実直な性格であり、さらには領地が隣接している関係上おそらく一番オルランドとつき合いがあるからだ。
「事実でなければこんな議題を公爵会には上げない。ましてや臨時でこのような場を設けることもしないだろう」
ユージンの言葉を引き継ぐように今度は宰相が口を開く。
「その契約書に押印された印章も書かれたサインも、オルランド公のもので間違いないという鑑定結果が出ています」
「そうか……」
宰相の言葉にそう呟いたきりコラードは口をつぐんだ。
「しかし、そもそもこの契約書類はどのようにして手に入れられたのでしょう?」
ベルダーの質問はもっともな内容だった。
普通に考えて契約書というのは契約する両者の間で交わすもの。
オルランドから手に入れたわけではない限り、同じ契約書を持っているのは相手のみだろう。

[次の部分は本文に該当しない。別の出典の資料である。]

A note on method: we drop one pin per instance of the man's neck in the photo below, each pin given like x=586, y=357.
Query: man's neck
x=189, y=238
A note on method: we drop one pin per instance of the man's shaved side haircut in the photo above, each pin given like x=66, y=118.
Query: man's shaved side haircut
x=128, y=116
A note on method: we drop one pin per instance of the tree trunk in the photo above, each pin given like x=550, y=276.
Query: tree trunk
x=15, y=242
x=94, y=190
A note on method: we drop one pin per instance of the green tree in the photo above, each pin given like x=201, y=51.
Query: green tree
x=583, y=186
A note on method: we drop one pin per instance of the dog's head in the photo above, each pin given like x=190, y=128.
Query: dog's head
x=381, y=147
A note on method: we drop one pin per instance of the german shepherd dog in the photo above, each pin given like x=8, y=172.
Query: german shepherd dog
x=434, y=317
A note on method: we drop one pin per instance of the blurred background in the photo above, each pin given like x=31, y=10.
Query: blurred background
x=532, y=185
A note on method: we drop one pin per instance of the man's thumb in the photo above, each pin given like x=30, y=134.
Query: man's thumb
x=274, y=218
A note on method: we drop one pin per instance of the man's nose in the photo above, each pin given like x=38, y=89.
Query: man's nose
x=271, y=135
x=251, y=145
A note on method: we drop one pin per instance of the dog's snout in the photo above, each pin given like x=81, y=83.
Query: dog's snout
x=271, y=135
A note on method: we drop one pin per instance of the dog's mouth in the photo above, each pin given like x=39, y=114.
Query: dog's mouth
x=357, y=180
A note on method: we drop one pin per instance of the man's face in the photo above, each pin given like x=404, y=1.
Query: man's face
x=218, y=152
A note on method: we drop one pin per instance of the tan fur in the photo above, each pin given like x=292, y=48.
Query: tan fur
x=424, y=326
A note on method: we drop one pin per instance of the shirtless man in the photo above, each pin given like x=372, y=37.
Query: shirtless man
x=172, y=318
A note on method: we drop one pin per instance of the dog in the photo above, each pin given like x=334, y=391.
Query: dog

ということは、これが本物であるならばオルランドの契約相手からもたらされた物だということだ。
果たしてこんな契約を交わすような相手を信じることはできるのだろうか。
「ベルダー公の懸念も理解できる」
そして一息つくとユージンは続けた。
「これはオルランド公の契約相手であるユエラン国王弟、マレフィクス卿から提供されたものだ」
室内がざわりとした空気で揺れた。
「マレフィクス卿ということはオルランド公の取引相手。今や共同の事業を手がける間柄の者ではないですか」
ラルグスが驚きの声を上げるのも無理はない。
はたから見ればマレフィクスとオルランドは協力関係。
その片方からもたらされた情報の信憑性は低いのではないか、そういうことだろう。
「公たちが疑う気持ちはわかる。なぜ私がマレフィクス卿を信頼できたのか、それはもちろん鑑定結果が正しかったせいもあるが、一番の理由は違う」
「と言いますと?」
コラードの問いかけに、ユージンはゆっくりと口を開いた。
マレフィクスの異常なまでの愛し子への執着心。
それをまともな者が理解するのは難しいだろう。
しかし、そんな異常ともいえる感情が今回の一件に深く関わっていることをユージンは理解していた。
「それは……」
だから、その理由をこの場で共有しなければならない。
そうでなければこの後の魅了の香りに関する内容もまた、理解の範疇を越えるからだった。